Obviously, this sly bit of wordplay would escape a critic who titles a piece "How Tolkien Sucks". Any literary critique on any notable writer must be discounted as immature and unprofessional for such a crass lack of common courtesy.
P.S. I went over to Amazon.com and perused the "Look Inside" feature. I immediately found an editing error "Children of Hurinn (sic)" - comforting to know you've studied your subject! Then he mentions that "I am not critiquing"; well of course you're not critiquing, that involves research and fundamental literary knowledge. He naturally bows to China Mieville (who is a man, or so I've been told) and Michael Moorcock (who has written the same book 20 or 30 times over, but merely changes the title) as if that lends credence to his "not critiquing". That neither Moorcock nor Mieville ever criticize Tolkien in context, but rather in prolepsistic or anachronistic attacks is lost on this fellow Dickerson.

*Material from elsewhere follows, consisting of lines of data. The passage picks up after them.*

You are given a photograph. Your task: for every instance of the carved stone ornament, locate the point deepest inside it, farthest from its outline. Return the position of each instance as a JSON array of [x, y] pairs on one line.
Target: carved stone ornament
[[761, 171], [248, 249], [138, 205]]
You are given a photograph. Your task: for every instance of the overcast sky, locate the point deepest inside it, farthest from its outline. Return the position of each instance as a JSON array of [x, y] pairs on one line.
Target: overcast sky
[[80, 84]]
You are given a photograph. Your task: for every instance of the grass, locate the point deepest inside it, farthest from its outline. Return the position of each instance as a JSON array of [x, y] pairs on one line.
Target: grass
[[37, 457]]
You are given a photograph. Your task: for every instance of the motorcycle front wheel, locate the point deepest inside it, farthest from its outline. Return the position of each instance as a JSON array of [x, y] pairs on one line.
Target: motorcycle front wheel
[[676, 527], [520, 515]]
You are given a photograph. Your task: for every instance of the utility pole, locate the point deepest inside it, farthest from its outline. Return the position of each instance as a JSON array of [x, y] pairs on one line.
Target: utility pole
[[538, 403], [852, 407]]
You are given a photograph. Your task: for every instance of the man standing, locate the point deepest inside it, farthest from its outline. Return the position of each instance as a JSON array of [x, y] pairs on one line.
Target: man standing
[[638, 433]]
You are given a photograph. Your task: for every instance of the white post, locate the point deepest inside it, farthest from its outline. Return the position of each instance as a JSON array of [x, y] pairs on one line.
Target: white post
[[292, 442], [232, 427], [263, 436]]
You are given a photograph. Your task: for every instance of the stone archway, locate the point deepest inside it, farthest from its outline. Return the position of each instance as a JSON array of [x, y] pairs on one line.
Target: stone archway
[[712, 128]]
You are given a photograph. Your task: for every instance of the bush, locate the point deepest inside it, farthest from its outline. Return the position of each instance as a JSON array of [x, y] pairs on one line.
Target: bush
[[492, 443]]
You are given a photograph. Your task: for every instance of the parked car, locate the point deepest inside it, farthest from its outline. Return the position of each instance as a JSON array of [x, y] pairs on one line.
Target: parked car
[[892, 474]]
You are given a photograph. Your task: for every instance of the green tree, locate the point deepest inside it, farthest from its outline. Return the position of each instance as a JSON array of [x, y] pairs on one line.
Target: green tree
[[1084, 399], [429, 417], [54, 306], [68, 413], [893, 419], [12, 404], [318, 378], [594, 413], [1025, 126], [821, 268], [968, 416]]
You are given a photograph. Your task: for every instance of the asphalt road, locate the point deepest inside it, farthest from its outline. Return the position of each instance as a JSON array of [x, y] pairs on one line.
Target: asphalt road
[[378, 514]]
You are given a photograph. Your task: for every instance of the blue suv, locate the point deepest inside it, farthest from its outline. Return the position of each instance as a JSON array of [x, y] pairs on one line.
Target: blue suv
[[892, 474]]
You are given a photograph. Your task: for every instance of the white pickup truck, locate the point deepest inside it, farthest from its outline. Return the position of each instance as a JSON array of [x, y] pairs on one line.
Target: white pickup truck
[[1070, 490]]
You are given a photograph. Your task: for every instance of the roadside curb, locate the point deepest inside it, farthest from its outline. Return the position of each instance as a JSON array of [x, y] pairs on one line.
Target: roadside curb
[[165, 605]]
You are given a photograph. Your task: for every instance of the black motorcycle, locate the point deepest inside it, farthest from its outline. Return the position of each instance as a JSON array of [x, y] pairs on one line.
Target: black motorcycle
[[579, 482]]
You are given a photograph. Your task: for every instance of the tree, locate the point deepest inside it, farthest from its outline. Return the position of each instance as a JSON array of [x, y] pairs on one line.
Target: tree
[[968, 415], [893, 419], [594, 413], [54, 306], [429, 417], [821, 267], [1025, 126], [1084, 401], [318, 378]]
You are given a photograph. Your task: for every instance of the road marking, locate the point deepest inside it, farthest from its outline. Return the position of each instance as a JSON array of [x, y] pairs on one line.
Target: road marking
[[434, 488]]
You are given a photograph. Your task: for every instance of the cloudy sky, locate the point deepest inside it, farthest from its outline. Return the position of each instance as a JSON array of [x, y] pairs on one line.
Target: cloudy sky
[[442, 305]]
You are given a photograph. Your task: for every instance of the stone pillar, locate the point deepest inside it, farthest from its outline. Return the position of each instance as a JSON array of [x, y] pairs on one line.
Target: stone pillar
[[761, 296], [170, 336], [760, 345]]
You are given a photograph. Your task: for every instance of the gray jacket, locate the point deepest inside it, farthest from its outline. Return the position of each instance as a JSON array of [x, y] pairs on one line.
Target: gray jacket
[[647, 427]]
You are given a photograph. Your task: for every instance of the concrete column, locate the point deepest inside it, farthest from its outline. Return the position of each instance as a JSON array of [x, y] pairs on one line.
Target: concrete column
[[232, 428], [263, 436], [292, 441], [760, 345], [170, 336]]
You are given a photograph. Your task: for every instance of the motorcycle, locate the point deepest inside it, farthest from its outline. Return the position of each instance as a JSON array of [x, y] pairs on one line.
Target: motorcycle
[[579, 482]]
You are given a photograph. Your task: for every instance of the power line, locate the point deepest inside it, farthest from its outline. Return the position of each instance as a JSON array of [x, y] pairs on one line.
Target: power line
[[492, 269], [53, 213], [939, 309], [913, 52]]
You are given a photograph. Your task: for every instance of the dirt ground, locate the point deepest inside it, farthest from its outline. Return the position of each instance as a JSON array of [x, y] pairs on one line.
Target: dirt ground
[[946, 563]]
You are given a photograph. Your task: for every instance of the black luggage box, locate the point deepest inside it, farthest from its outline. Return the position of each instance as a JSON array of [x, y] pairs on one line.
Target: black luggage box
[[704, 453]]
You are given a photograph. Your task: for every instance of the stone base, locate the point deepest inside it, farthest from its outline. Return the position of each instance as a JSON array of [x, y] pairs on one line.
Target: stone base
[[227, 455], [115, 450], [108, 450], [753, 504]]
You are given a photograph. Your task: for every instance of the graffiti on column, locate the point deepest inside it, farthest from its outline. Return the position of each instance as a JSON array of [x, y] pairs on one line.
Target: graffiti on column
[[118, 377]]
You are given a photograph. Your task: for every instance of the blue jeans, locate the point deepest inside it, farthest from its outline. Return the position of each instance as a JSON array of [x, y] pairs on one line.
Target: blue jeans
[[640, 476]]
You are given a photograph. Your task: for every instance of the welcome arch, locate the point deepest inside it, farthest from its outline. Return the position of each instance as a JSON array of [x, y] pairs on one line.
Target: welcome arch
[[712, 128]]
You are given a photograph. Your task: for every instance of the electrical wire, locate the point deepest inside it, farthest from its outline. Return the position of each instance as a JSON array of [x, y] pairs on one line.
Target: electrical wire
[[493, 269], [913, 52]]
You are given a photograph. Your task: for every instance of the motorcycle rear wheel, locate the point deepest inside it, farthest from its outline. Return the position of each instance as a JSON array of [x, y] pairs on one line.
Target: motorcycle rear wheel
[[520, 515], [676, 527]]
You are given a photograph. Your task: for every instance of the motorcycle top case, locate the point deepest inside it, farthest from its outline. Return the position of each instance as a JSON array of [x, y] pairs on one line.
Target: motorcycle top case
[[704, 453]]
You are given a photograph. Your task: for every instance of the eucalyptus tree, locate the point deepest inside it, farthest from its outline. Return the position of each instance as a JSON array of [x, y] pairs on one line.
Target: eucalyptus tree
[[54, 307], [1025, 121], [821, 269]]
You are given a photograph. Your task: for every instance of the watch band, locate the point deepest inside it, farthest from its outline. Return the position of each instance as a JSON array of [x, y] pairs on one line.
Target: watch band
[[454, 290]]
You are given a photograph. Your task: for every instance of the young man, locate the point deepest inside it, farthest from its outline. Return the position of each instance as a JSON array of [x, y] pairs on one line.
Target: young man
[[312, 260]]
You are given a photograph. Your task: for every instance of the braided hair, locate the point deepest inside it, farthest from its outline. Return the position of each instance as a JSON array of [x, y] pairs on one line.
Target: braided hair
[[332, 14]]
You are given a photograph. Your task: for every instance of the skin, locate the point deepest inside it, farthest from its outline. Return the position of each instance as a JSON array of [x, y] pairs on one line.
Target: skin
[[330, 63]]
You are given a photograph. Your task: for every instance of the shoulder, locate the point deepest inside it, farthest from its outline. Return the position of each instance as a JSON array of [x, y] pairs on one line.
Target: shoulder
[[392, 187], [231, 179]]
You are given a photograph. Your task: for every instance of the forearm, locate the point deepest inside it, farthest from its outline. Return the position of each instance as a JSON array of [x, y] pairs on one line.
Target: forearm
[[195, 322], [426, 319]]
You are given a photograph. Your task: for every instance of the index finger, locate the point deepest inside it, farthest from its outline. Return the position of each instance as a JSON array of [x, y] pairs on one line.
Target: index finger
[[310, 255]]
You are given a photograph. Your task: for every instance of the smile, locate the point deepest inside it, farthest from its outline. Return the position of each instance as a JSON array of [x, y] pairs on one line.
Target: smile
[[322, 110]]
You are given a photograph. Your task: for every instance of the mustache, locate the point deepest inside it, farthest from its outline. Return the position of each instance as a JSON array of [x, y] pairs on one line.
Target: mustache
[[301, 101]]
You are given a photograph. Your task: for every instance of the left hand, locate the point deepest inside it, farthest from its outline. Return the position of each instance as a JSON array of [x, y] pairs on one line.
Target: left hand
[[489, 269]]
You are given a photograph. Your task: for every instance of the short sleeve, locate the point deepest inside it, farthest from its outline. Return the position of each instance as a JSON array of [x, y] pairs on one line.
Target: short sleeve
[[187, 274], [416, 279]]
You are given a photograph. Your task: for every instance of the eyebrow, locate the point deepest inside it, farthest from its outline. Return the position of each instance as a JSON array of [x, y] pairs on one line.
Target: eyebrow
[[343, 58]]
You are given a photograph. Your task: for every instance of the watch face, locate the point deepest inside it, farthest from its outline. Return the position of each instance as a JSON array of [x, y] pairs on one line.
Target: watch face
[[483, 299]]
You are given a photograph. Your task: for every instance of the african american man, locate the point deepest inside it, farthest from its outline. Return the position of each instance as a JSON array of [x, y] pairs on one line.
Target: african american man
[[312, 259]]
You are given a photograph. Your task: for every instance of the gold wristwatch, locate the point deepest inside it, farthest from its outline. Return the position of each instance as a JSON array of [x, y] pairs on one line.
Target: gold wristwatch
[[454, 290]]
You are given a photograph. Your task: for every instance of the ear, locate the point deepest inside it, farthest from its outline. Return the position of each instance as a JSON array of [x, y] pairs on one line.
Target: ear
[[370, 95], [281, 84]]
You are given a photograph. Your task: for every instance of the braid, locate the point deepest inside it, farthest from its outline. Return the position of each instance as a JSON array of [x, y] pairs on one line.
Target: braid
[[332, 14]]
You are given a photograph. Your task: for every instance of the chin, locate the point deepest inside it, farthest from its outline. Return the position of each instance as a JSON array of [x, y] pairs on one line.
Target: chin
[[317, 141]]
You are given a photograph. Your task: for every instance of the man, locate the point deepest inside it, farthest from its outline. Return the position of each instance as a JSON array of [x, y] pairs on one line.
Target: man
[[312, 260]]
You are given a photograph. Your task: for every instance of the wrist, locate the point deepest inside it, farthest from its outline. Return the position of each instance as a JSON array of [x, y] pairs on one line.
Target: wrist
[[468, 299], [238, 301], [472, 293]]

Naturally, he yearns for "gay orcs" - homosexuality abounding in any number of medieval epics. T.H. White was a homosexual, but he didn't write a character of that orientation into "The Once and Future King". Probably because it wasn't necessary to further the plot.
But his banal writing style is interjected with the f-word, "jack-offs" and other other obscenities because a shabby writer must punctuate with profanity where erudition is lacking. Dickerson (scion of one who dickers, I suppose) also uses the word "geek", "geeks" or "geekery" as a mantra of disdain, while at the same time admitting he is a geek of some high order himself. I am not quite sure what to make of this odd implication except for some sort of self-loathing. Finally, and with much hilarity, he uses the term "elves" and not "elfs", not realizing that it was Tolkien himself who popularized that spelling (along with "dwarves" rather than "dwarfs").
That's as far as I cared to go. I wouldn't waste the .99 cents to download such tripe. It is not provocative because it is not seriously researched, and the forced humor leads one to believe it is no more than an elongated piece of trolling that would more than likely be deleted by moderators due to its crude language. I've seen funnier spam.